Il sottosegretario alla cultura ha spiazzato tutti con il suo annuncio shock dopo aver ascoltato l'intervento del consigliere Niccolò Casinelli, che dai banchi della minoranza ha anticipato un'opposizione costruttiva e responsabile, ma al contempo dura e intransigente; e rivolgendosi al sindaco ha evidenziato «come l'estrema polarizzazione del voto, voluta da lei e dalla sua maggioranza, abbia di fatto ridotto la partita elettorale del maggio scorso alla dicotomica scelta "Sgarbi sì-Sgarbi no".

Il corpo elettorale ha optato con una certa nettezza in favore della seconda scelta: la maggioranza degli arpinati non vuole che Vittorio Sgarbi sia il sindaco di questa città. Si badi, non è la prima volta, e non sarà l'ultima, che il sindaco di un comune con meno di quindicimila abitanti risulti tale senza che a volerlo sia stata la maggioranza assoluta degli elettori, ma la circostanza che a volerla siano stati solo quattro arpinati su dieci diventa significativa proprio in ragione di quella polarizzazione, della riduzione dell'opzione elettorale ad un voto su Sgarbi e non ad un voto politico-amministrativo su quale proposta elettorale fosse la migliore per la città».
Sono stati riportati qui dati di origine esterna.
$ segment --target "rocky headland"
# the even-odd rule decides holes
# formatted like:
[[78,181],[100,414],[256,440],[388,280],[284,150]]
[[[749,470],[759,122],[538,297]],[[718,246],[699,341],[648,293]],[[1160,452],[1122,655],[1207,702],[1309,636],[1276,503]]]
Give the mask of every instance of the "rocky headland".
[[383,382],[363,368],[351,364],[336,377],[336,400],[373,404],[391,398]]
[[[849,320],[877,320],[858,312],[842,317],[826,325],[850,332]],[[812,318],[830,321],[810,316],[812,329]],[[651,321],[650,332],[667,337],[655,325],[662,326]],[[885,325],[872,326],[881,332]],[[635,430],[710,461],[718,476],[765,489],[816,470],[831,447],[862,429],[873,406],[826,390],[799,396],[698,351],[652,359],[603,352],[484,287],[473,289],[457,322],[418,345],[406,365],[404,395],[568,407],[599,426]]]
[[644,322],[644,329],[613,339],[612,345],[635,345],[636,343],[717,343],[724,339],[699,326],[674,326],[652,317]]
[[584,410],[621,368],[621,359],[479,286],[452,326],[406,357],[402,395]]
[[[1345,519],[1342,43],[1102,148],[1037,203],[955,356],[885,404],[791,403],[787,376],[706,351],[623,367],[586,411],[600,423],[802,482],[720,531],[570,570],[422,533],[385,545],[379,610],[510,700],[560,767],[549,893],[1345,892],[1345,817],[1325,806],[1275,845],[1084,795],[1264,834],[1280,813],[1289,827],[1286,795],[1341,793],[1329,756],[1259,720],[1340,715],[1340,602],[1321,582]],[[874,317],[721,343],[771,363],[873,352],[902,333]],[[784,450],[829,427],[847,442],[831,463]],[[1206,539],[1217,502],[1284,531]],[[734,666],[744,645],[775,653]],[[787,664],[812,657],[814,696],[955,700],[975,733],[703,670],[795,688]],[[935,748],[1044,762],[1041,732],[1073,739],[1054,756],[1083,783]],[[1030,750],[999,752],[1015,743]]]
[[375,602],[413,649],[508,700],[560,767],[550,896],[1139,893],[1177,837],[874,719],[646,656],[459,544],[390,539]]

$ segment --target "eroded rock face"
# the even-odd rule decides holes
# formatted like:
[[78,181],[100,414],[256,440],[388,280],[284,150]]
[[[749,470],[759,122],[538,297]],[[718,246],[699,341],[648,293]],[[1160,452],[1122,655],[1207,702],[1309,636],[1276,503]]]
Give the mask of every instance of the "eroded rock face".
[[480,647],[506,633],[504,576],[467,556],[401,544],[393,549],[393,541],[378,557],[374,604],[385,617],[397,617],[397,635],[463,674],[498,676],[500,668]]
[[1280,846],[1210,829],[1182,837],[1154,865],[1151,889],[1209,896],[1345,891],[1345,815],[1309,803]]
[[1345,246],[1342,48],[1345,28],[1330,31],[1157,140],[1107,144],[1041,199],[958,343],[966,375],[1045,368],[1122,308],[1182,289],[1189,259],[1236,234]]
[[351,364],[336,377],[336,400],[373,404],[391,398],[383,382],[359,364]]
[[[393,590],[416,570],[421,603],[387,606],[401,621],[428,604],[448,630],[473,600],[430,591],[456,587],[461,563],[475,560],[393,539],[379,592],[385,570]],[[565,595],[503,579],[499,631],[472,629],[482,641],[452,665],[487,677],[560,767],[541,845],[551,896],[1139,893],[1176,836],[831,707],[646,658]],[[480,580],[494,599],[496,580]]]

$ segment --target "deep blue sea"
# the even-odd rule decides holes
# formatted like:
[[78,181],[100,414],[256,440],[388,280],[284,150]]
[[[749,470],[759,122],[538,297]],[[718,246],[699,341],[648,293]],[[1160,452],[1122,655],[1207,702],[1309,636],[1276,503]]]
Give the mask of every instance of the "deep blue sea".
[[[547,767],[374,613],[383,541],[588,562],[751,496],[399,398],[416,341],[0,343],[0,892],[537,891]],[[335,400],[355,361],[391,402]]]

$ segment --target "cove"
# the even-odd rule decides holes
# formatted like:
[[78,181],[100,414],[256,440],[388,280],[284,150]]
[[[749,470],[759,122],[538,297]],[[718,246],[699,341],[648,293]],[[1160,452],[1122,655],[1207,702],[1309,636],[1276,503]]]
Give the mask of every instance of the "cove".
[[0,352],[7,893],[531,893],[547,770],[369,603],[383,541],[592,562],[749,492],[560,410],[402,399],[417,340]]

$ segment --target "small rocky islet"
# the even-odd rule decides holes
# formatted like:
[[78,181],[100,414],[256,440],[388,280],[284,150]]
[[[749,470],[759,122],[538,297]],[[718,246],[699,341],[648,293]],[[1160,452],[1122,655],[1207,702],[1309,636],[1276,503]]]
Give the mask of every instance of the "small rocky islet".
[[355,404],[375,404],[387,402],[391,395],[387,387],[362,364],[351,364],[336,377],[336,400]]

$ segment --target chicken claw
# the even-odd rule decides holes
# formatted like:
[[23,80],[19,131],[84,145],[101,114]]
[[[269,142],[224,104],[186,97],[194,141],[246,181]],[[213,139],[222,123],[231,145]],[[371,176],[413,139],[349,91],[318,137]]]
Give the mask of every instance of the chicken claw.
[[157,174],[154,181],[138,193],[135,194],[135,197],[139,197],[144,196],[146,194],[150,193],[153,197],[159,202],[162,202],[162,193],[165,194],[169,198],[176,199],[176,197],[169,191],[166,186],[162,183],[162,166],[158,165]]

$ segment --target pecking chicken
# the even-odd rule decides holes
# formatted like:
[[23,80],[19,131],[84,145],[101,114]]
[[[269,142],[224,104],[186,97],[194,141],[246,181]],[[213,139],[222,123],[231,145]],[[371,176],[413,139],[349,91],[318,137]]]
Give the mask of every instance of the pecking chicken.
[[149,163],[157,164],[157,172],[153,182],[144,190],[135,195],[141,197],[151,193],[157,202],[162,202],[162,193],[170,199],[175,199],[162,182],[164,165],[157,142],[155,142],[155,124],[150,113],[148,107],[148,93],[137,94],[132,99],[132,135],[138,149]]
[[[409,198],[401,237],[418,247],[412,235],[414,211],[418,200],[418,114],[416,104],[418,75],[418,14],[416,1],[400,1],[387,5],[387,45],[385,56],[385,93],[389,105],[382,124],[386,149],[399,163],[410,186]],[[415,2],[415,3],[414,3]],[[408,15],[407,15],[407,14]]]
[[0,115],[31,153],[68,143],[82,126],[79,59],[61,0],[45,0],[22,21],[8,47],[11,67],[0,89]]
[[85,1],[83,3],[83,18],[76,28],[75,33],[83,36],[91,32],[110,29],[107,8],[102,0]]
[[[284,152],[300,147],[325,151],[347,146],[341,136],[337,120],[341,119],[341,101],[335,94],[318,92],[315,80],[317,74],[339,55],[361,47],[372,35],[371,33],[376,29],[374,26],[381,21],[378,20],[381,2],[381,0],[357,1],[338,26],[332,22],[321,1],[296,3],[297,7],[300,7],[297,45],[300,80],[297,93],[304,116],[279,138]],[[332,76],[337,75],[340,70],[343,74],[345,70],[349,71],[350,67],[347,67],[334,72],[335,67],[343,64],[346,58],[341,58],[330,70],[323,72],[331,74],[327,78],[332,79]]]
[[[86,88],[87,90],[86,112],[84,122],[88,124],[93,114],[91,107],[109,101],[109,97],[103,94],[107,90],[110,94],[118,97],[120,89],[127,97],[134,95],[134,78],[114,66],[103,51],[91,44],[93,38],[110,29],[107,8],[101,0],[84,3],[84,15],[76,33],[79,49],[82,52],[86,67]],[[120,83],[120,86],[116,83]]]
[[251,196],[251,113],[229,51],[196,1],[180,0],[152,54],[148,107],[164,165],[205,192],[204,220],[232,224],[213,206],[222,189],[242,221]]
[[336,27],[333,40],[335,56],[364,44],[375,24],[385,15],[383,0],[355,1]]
Sgarbi non ha digerito la riflessione di Casinelli e a pochi minuti dal giuramento, dopo aver presentato la sua "visione" di Arpino e assegnato le deleghe agli assessori, ecco la doccia fredda: non vuole essere un "sindaco di minoranza". La sua lista ha vinto con 2.023 voti, quota superata dalla somma delle altre due liste: 1.378 per Andrea Chietini e 1.146 per Gianluca Quadrini. «Non ho alcun interesse a fare il sindaco di nessun luogo perché non lo faccio per me, ma lo faccio per l'Italia», ha detto Sgarbi sottolineando che è la legge a prevedere un turno unico nei piccoli comuni e la vittoria con la maggioranza relativa. Ma non si è sottratto alla sfida: «Il referendum facciamolo veramente: i cittadini diranno se vogliono Sgarbi o non lo vogliono, così si stabilirà se sono il sindaco di tutti gli arpinati. Altrimenti mi dimetterò».

Prima dell'annuncio del referendum, che per molti resta una provocazione alla quale non seguirà un atto formale, il sindaco ha affidato le deleghe così distribuite: al vicesindaco Massimo Sera centro storico, lavori pubblici, comunicazione, Unesco, protezione civile, attività sportive; all'assessore Bruno Biancale patrimonio, beni pubblici, manutenzione, acqua, risorse naturali; all'assessore Maria Rosaria Manuel le deleghe alla tradizione, civiltà classica, dialogo con le religioni, difesa del paesaggio, salute; all'assessore Stefania Quadrini tesoro, economia, finanze, bilancio e dipendenti pubblici.
Sullo scranno di presidente del consiglio comunale è stato eletto Giuseppe Fortuna.